Post by TheMarkster »

drmacro wrote: Sun Jan 02, 2022 7:23 pm Hmm...I could see that you were referencing the wire. How you got to it eluded me.

That said, I found no indication that there was a wire/s in the sketch.

With the sketch open and all geometry selected, I ran a Python script that got the selection object and stopped at a breakpoint.

Here I climbed all over the sub elements, etc. and found no wire. So, the wire/s don't exist when the sketch is open?
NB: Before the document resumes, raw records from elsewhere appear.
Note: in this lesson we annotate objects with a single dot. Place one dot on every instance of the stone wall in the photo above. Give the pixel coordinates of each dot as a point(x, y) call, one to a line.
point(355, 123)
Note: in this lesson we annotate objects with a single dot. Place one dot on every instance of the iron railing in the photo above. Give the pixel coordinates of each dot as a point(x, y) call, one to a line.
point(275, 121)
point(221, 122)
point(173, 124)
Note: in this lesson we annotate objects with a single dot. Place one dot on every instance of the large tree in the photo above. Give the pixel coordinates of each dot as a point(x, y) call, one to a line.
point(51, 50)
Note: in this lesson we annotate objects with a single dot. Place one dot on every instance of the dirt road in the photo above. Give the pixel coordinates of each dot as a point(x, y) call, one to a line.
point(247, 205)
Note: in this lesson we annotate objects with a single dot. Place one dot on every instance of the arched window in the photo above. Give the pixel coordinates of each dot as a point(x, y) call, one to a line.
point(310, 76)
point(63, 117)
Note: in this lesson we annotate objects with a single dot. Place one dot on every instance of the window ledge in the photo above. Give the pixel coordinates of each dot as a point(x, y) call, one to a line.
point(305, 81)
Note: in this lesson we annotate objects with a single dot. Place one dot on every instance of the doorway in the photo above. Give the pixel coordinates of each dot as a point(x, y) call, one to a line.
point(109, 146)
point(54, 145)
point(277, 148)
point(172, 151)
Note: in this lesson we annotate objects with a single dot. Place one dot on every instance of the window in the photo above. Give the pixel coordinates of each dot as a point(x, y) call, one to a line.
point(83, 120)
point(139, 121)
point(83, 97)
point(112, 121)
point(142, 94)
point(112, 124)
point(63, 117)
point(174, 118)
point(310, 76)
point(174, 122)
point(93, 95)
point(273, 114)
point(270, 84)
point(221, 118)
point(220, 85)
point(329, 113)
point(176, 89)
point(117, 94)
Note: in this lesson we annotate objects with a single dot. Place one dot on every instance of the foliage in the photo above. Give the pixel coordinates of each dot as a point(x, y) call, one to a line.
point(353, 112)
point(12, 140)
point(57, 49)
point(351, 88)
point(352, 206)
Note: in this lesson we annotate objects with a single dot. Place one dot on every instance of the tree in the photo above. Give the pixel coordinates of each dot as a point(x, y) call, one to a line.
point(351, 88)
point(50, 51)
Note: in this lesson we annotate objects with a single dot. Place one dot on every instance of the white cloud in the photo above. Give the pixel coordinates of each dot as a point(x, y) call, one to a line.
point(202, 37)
The data structure is just convoluted, like a big balloon that people just keep patching with bubblegum. :mrgreen:

And Dorothy says: "Wires, edges, and shapes oh my" :D

And, thanks for the explanation!!
You won't find "Wire1" in the list of SubElementNames returned with getSelectionEx(). You have to parse the edges of all the wires in the object and compare them to the selected edges (such as with edge1.isEqual(edge2)) to work out which wires have been selected. With 3D objects this is further complicated by the fact an edge might belong to more than 1 wire. For example, the front top edge of a cube belongs to 2 wires: the top wire and the front wire.

The open sketch and the closed sketch might indeed have different edges. I have not scripted open sketches much, if any. If you think about it there are edges in the open sketch that don't exist in the closed sketch, for example construction mode edges.

For a closed sketch determining which wire is which might come down to trial and error. You can use WireFilter to see the color coding and determine from that the red wire is Wire1, green is Wire2, etc. Another option: select the sketch, Ctrl+Shift+P, enter in console Part.show(obj.Shape.Wire1,"Wire1"). You can also know which is which if you know the order in which they were created.